Most other health legislation, however, is effectively budget legislation. Medicare and Medicaid are big programs. Even SCHIP is a big program. You can hardly add a comma to them without cutting or spending ten million. One Finance Committee friend of mine (Republican) used to say that she rounded everything under half a billion to zero.
And the budget is in chaos. The turn-of-the-twenty-first-century surplus has long ago been squandered, and now there are big deficits as far as the eye can see.
Moreover, the congressional budget process is in shambles. Its major purpose over the last few years has been to usher through tax cuts in a vehicle that cannot be filibustered. When the budget process has been used for health issues, it has distorted the policy so badly that the authors disown the results. (Ask Mr. Shaw and Ms. Johnson about that doughnut hole now.)
The bellwether for the new Congress on health legislation will be how it deals with the budget, the budget process, and SCHIP. SCHIP expires next year. It’s a very popular program that provides health care to millions of children; everyone will want to renew it. But how?
SCHIP is a budget amalgam: It is capped mandatory spending; the law guarantees that there will be X billion dollars available, but no more. Right now that’s about $5 billion, and it insures about four million children.
Because of health price inflation (which rises faster than the CPI) plus the cost of innovations in technology and drugs, providing the same amount of money next year for SCHIP will not be enough. By 2012, thirty-six states will have insufficient funding for their existing caseloads. According to preliminary estimates from the Center on Budget and Policy Priorities, to insure the same number of children will cost about $14 billion over the next five years above the levels assumed in the budget baseline; if the Congress wants to expand the program to reach other uninsured, low-income children, even more money will be needed. Flat funding of SCHIP will result in almost half the children being dropped from the program.
So there’s the question: Does the Congress want to keep funding the program at only $5 billion a year, or does it want to keep insuring at least four million children (or even more)? It can’t do both.
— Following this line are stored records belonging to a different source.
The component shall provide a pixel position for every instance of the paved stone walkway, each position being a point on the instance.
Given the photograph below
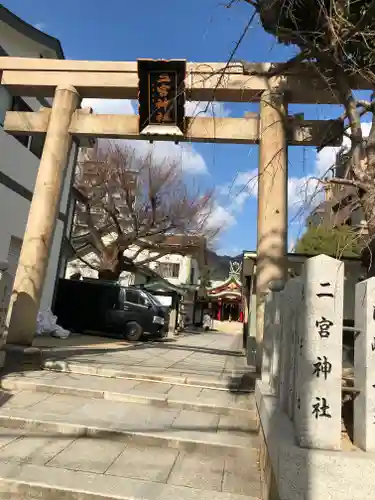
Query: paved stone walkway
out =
(212, 356)
(106, 434)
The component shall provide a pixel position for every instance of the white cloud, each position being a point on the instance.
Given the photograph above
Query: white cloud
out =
(40, 26)
(191, 161)
(325, 159)
(221, 217)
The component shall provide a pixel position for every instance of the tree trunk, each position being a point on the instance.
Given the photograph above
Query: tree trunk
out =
(108, 275)
(111, 264)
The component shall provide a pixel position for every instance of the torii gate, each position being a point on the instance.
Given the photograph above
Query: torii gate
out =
(70, 81)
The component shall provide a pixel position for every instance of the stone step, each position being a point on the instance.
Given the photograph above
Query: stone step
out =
(154, 393)
(235, 380)
(47, 482)
(165, 427)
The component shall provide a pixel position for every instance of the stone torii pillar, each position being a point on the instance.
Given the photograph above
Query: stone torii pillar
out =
(33, 262)
(272, 205)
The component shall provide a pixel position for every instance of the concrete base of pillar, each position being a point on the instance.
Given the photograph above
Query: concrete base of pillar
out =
(16, 357)
(291, 473)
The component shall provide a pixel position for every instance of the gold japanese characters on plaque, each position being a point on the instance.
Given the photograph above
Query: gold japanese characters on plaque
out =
(161, 96)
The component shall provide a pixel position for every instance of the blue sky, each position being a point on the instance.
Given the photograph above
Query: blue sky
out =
(198, 30)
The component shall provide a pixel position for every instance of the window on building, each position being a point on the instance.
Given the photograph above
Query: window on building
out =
(18, 104)
(132, 296)
(5, 103)
(168, 269)
(192, 275)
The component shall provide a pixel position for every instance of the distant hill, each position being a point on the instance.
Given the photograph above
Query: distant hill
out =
(219, 265)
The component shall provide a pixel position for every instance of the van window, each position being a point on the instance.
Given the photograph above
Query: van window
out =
(132, 296)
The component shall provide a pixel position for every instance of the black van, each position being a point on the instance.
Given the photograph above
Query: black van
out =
(106, 307)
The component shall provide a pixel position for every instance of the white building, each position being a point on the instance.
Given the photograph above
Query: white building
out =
(19, 161)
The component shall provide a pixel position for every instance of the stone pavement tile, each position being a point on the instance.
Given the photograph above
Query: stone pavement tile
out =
(33, 449)
(245, 400)
(89, 454)
(237, 424)
(121, 416)
(24, 399)
(34, 374)
(58, 404)
(198, 470)
(182, 393)
(9, 435)
(64, 481)
(147, 463)
(95, 383)
(196, 420)
(221, 398)
(101, 411)
(160, 388)
(242, 475)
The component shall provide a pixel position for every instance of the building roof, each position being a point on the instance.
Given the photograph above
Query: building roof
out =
(231, 287)
(31, 32)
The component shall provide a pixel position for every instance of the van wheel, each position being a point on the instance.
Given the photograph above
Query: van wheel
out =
(133, 331)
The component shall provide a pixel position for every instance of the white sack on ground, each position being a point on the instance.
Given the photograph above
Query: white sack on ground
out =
(47, 323)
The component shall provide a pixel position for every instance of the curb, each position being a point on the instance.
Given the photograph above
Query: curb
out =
(137, 438)
(66, 367)
(157, 401)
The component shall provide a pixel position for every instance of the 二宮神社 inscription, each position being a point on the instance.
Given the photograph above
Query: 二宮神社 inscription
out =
(320, 355)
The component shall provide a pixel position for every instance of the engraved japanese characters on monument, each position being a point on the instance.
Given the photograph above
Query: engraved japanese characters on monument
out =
(364, 365)
(320, 360)
(161, 97)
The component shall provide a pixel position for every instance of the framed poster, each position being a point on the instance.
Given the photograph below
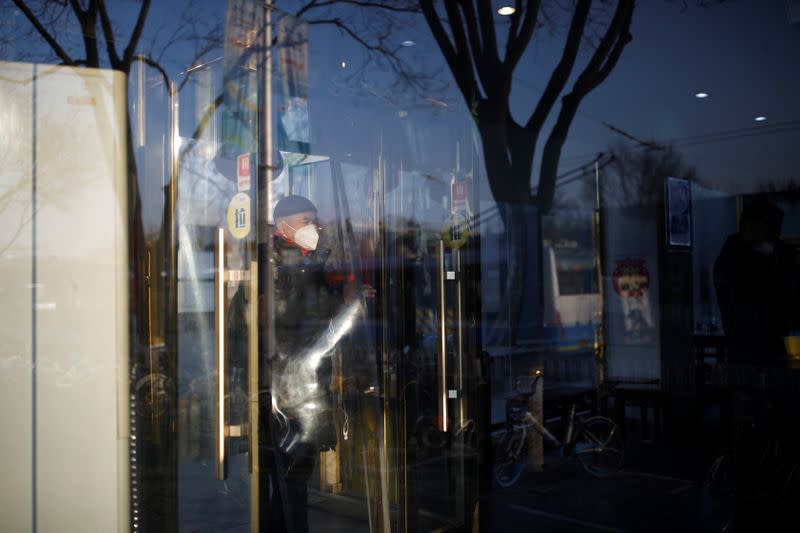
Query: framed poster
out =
(679, 212)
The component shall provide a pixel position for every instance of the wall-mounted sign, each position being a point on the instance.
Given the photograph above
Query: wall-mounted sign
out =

There is a range of legislative responses to this question.
• They could do what they did with Medicare Part D — i.e., set aside a specified amount of new spending for the specified purpose. (One hopes that they won’t go so far as to play Hide-the-Actuary to make the numbers appear to work out.)
• They could find savings in existing programs to allow them to expand SCHIP. (The repeal of the ban on negotiating discounts for Medicare drugs might save a large chunk of cash. So would the elimination of the Medicare HMO slush fund.)
• They could allow some of the tax-cut giveaways to expire, and use that money to insure kids.
• Or they could make the budget process itself more attentive to savings, recognizing the reduced disability and education costs among insured children or including some private-sector value for children’s insurance in the form of less absenteeism among parents and greater productivity on the job. (Consider, for example, the recent multi-volume IOM study on the “hidden costs and values lost” resulting from the lack of health insurance.)
Or, alternatively, they can keep the funding flat and watch SCHIP’s purchasing power erode and the number of children who are insured relentlessly decline.
Moreover, though first in line, SCHIP funding is relatively small. As the Congress moves toward Medicaid and Medicare, expansion and improvement will be scored as even more expensive.
Whatever they do, this is the kind of calculus that is going to face a new Congress as it tries to achieve its twin goals of expanding health insurance and reducing the deficit. It won’t be easy. But, boy, is it a lot better than where it was headed this year.